Matthew J. Gebert a , Manuel Delgado-Baquerizo a , b , Angela M. Oliverio a , c , Tara M. Webster a , Lauren M. Nichols d , Jennifer R. Honda e , Edward D. Chan f , g , h , Jennifer Adjemian i , j , Robert R. Dunn d , k , Noah Fierer , a , c
30 October 2018
Bacteria thrive in showerheads and throughout household water distribution systems. While most of these bacteria are innocuous, some are potential pathogens, including members of the genus Mycobacterium that can cause nontuberculous mycobacterial (NTM) lung infection, an increasing threat to public health. We found that showerheads in households across the United States and Europe often harbor abundant mycobacterial communities that vary in composition depending on geographic location, water chemistry, and water source, with households receiving water treated with chlorine disinfectants having particularly high abundances of certain mycobacteria. The regions in the United States where NTM lung infections are most common were the same regions where pathogenic mycobacteria were most prevalent in showerheads, highlighting the important role of showerheads in the transmission of NTM infections.
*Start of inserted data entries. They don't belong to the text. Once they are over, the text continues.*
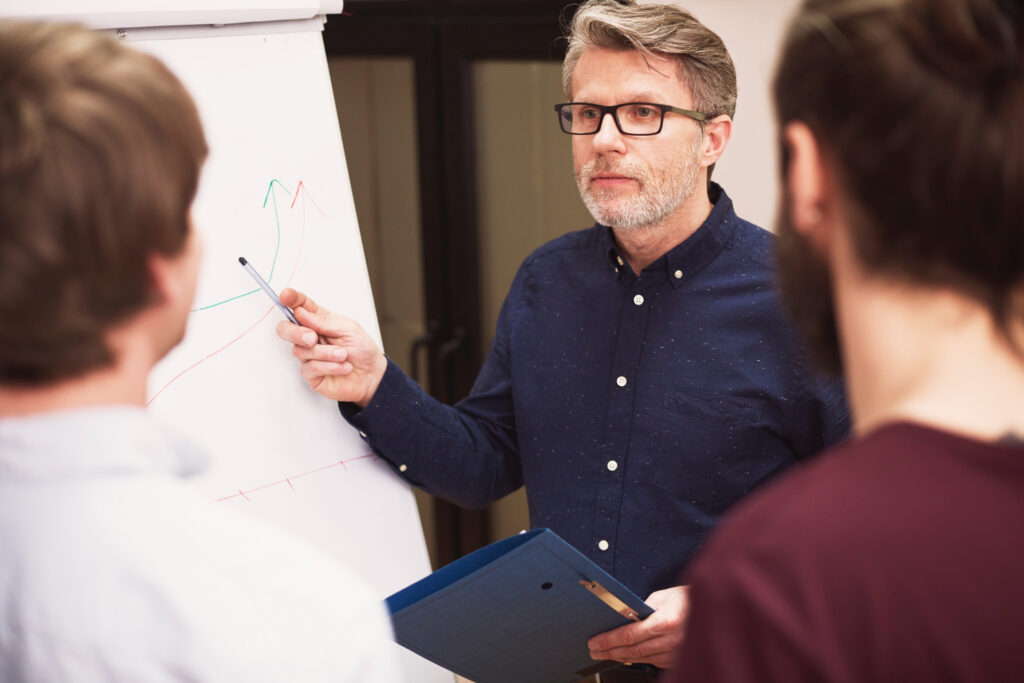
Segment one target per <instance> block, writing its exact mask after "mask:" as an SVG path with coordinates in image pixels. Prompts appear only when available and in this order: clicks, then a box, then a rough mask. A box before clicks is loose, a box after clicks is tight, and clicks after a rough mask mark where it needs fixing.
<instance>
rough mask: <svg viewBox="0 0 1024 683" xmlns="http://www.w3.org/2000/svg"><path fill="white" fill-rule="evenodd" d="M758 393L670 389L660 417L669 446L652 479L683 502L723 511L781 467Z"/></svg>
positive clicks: (664, 488) (664, 401)
mask: <svg viewBox="0 0 1024 683" xmlns="http://www.w3.org/2000/svg"><path fill="white" fill-rule="evenodd" d="M763 411H764V401H763V400H762V399H761V398H758V397H749V396H742V395H735V394H729V393H725V392H713V391H706V390H694V389H690V388H687V389H685V390H682V389H670V390H668V391H667V392H666V396H665V401H664V405H663V410H662V412H660V419H662V420H663V421H664V422H663V424H662V425H660V429H662V431H663V433H665V434H667V435H669V436H670V439H669V440H668V449H669V450H668V452H666V453H663V454H660V455H659V457H657V458H655V459H654V461H653V472H652V474H653V479H652V481H653V484H654V485H655V486H657V487H658V488H660V489H663V490H665V492H668V493H670V494H672V496H673V497H674V498H676V499H678V502H679V503H683V504H690V505H693V506H695V507H697V508H699V509H700V510H702V511H703V512H707V513H709V514H719V513H721V512H723V511H724V510H725V509H726V508H727V507H729V506H730V505H732V503H734V502H735V501H736V500H738V499H739V498H741V497H742V496H743V495H744V494H746V493H748V492H749V490H750V489H751V488H752V487H754V486H755V485H756V484H757V483H758V482H759V481H761V480H762V479H763V478H765V477H766V476H768V474H769V473H771V472H772V471H774V470H775V469H776V468H777V467H778V454H774V453H771V451H773V449H772V447H771V444H773V442H774V441H775V439H774V438H772V436H771V435H770V434H769V433H768V431H767V430H766V428H765V425H764V423H763V421H762V419H761V417H762V413H763Z"/></svg>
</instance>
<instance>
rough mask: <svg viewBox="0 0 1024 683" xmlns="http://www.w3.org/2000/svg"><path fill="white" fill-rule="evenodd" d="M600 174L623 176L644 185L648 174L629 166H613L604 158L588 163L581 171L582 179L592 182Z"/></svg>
mask: <svg viewBox="0 0 1024 683" xmlns="http://www.w3.org/2000/svg"><path fill="white" fill-rule="evenodd" d="M598 173H612V174H614V175H622V176H625V177H629V178H633V179H634V180H637V181H639V182H640V184H643V183H644V181H645V180H646V174H645V173H644V172H643V170H641V169H639V168H636V167H634V166H631V165H629V164H612V163H611V162H610V161H609V160H607V159H604V158H599V159H595V160H594V161H591V162H587V163H586V164H584V167H583V168H582V169H580V176H581V179H583V180H586V181H588V182H589V181H590V180H592V179H593V178H594V176H595V175H596V174H598Z"/></svg>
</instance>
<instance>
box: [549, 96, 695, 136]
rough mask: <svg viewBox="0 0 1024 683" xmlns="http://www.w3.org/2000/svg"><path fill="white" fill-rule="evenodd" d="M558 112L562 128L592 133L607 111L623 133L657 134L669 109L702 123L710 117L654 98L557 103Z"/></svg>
mask: <svg viewBox="0 0 1024 683" xmlns="http://www.w3.org/2000/svg"><path fill="white" fill-rule="evenodd" d="M555 112H557V113H558V124H559V125H560V126H561V127H562V132H563V133H568V134H569V135H593V134H594V133H596V132H597V131H599V130H601V123H603V122H604V115H605V114H610V115H611V118H612V119H613V120H614V122H615V127H616V128H618V132H621V133H622V134H623V135H657V134H658V133H660V132H662V125H663V124H664V123H665V113H666V112H673V113H674V114H681V115H683V116H685V117H688V118H690V119H693V120H694V121H699V122H701V123H703V122H705V121H707V120H708V116H707V115H705V114H700V113H699V112H691V111H690V110H681V109H679V108H678V106H671V105H670V104H655V103H653V102H626V103H623V104H612V105H611V106H604V105H603V104H591V103H590V102H565V103H563V104H555Z"/></svg>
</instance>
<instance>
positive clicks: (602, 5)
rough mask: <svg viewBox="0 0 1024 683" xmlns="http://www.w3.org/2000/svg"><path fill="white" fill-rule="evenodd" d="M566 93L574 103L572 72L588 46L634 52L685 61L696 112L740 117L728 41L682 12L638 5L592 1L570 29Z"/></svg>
mask: <svg viewBox="0 0 1024 683" xmlns="http://www.w3.org/2000/svg"><path fill="white" fill-rule="evenodd" d="M567 31H568V47H567V49H566V52H565V60H564V61H563V62H562V88H563V89H564V90H565V96H566V97H567V98H569V99H571V98H572V71H573V70H574V69H575V65H577V62H578V61H579V60H580V55H581V54H582V53H583V51H584V50H585V49H586V48H588V47H596V48H601V49H632V50H636V51H637V52H639V53H640V54H641V55H643V56H647V55H653V54H656V55H662V56H667V57H675V58H676V59H678V60H679V77H680V80H682V81H683V82H684V83H685V84H686V85H687V86H688V87H689V89H690V92H691V93H692V95H693V109H695V110H696V111H698V112H700V113H702V114H707V115H708V116H711V117H715V116H719V115H722V114H727V115H729V117H732V116H733V115H734V114H735V112H736V68H735V66H734V65H733V63H732V57H730V56H729V52H728V50H726V49H725V44H724V43H723V42H722V39H721V38H720V37H719V36H718V35H717V34H716V33H715V32H713V31H712V30H711V29H709V28H708V27H706V26H705V25H702V24H700V22H698V20H697V19H696V18H694V17H693V15H692V14H690V13H689V12H688V11H686V10H685V9H683V8H681V7H677V6H674V5H665V4H643V5H640V4H637V3H636V2H635V0H626V1H624V0H587V1H586V2H584V3H583V4H581V5H580V8H579V9H578V10H577V13H575V15H574V16H573V17H572V20H571V22H570V23H569V26H568V29H567Z"/></svg>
Bacteria within the genus Mycobacterium can be abundant in showerheads, and the inhalation of aerosolized mycobacteria while showering has been implicated as a mode of transmission in nontuberculous mycobacterial (NTM) lung infections. Despite their importance, the diversity, distributions, and environmental predictors of showerhead-associated mycobacteria remain largely unresolved. To address these knowledge gaps, we worked with citizen scientists to collect showerhead biofilm samples and associated water chemistry data from 656 households located across the United States and Europe. Our cultivation-independent analyses revealed that the genus Mycobacterium was consistently the most abundant genus of bacteria detected in residential showerheads, and yet mycobacterial diversity and abundances were highly variable. Mycobacteria were far more abundant, on average, in showerheads receiving municipal water than in those receiving well water and in U.S. households than in European households, patterns that are likely driven by differences in the use of chlorine disinfectants. Moreover, we found that water source, water chemistry, and household location also influenced the prevalence of specific mycobacterial lineages detected in showerheads. We identified geographic regions within the United States where showerheads have particularly high abundances of potentially pathogenic lineages of mycobacteria, and these “hot spots” generally overlapped those regions where NTM lung disease is most prevalent. Together, these results emphasize the public health relevance of mycobacteria in showerhead biofilms. They further demonstrate that mycobacterial distributions in showerhead biofilms are often predictable from household location and water chemistry, knowledge that advances our understanding of NTM transmission dynamics and the development of strategies to reduce exposures to these emerging pathogens.